不可能越位。
顾狂歌杀入禁区。里昂门将弃门出击,压低重心,张开双臂,封住近角。
顾狂歌没有犹豫。右脚抽在球的中下部。
球像炮弹一样飞出去,从门将的头顶上方撞进球门。力量太大了,门将的手抬到一半,球已经砸进了网窝。
一比零。
多特蒙德客场领先。
施密茨从解说席上弹了起来。“GOAL——!顾狂歌!第十六粒欧冠进球!多特蒙德客场领先里昂!”
多特蒙德的远征军看台炸了。几千名黄黑色的球迷从座位上跳起来,欢呼声穿透了六万人的球场。
顾狂歌转身,朝角旗区跑去。他举起右臂,握紧拳头。队友们从四面八方冲过来——格策、香川真司、格罗斯克罗伊茨,每个人脸上都带着狂喜。
他们抱在一起。格策跳上顾狂歌的后背。香川真司用力拍着他的肩膀。
这是他们期待的开局。完美的高位逼抢,完美的直塞,完美的射门。
但他们没有听到裁判的哨声。
主裁判斯文森·罗格——一个瑞典人,四十出头,执法过欧冠多场比赛——在顾狂歌射门后就吹了哨。不是中圈开球的哨声。是连续急促的哨声。
没人听见。
球场太吵了。六万人的喧闹声,多特球迷的欢呼声,解说员的嘶吼声——没有人注意到裁判已经吹停了比赛。
转播镜头没有切给裁判。画面里是多特球员在庆祝,是顾狂歌被队友们围在中间。
直到转播导演发现了问题。
“怎么回事?”演播室里,导播的声音在耳机里响起,“裁判的手势是什么?”
镜头终于切给了主裁判。
罗格右手平举,指向——越位。
边裁举着旗。
施密茨愣住了。“等等……裁判示意越位?这个球越位?不可能!”
慢镜头回放开始播放。画面定格在香川真司传球的瞬间。顾狂歌的位置清清楚楚——他距离里昂的最后一名防守球员至少还有一米。不越位。
绝对不越位。
施密茨的声音变了。“不越位!这个球完全不越位!顾狂歌身前还有两名里昂球员!这是一个干净的进球!百分之百的进球!”
但他话还没说完,现场的画面已经变了。
里昂门将手里拿着球。他没有把球放到地上开球门球——他直接手抛球发动了快攻。
多特蒙德的球员还在对方半场庆祝。顾狂歌被队友们围着,根本不知道发生了什么事。格策还骑在他背上。
里昂的球员已经冲过了半场。
五打二。
多特蒙德的后场只有胡梅尔斯和苏博蒂奇没有参与庆祝。两个人面对里昂五名进攻球员。
胡梅尔斯大喊了一声,但已经来不及了。里昂三传两倒,球到了巴斯托斯脚下。他在禁区左侧拿球,调整了一步,左脚爆射。

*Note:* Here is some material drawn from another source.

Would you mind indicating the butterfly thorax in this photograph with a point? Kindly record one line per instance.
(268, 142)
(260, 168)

魏登费勒扑了一下,但球的力量太大了,从他手边撞进球门。
进了。
主裁判罗格手指中圈。进球有效。比分变成一比一。
整个过程不到十五秒。
多特蒙德的球员终于反应过来了。
格策从顾狂歌背上跳下来,茫然地看着中圈。顾狂歌站在原地,转过头,看到主裁判的手势,看到里昂球员在庆祝,看到记分牌上的数字从一比零变成了一比一。
他的表情变了。
不是平时那种面无表情的冷静。是愤怒。是很少在他脸上出现的那种、几乎要溢出来的愤怒。
他朝裁判冲过去。
“那是个好球!”他的声音很大,大到转播话筒都收到了,“你看不到吗?那怎么可能是越位!”
格策跟上来,香川真司也冲了过来。格罗斯克罗伊茨比谁都激动,他直接冲到边裁面前,手指着边裁的脸,唾沫星子都快喷到边裁脸上了。
凯尔更冷静一些。他走到主裁判罗格面前,压低声音:“就算你认为是越位,也不该不等我们球员回位就让他们开球吧?这是规则允许的吗?”
罗格面色严肃,不为所动。他把手伸进口袋,掏出黄牌,朝格罗斯克罗伊茨举了起来。
黄牌。
这个动作的意思是——够了,再闹下去就是红牌。
格罗斯克罗伊茨被队友拉走了。
顾狂歌还站在裁判面前。他瞪着罗格,嘴唇动了动。他没有说话,但所有人都看得出他在强忍着什么。
凯尔走过来,拉住他的胳膊。“顾,别说了。会吃牌的。”
顾狂歌甩开凯尔的手。他转过身,朝场边走去。走了两步,又回头看了一眼主裁判。
那一眼里什么都没有。没有愤怒,没有委屈,没有任何表情。但那种平静比愤怒更吓人。
克洛普在场边已经疯了。
他冲到第四官员面前,双手摊开,脸涨得通红。“你看到了吗?那个球越位?你告诉我哪里越位了?一米的距离都不止!他比里昂的后卫还靠后一米!你是怎么判的?”
第四官员往后退了一步,举起手,示意他冷静。
“冷静?”克洛普的声音更大了,“我的球队被黑了一个球,你让我冷静?”
布瓦科从后面跑过来,抱住克洛普的腰,把他往后拖。克洛普挣扎了一下,最终还是退了回去。他站在教练区的边线上,双手叉腰,胸口剧烈起伏。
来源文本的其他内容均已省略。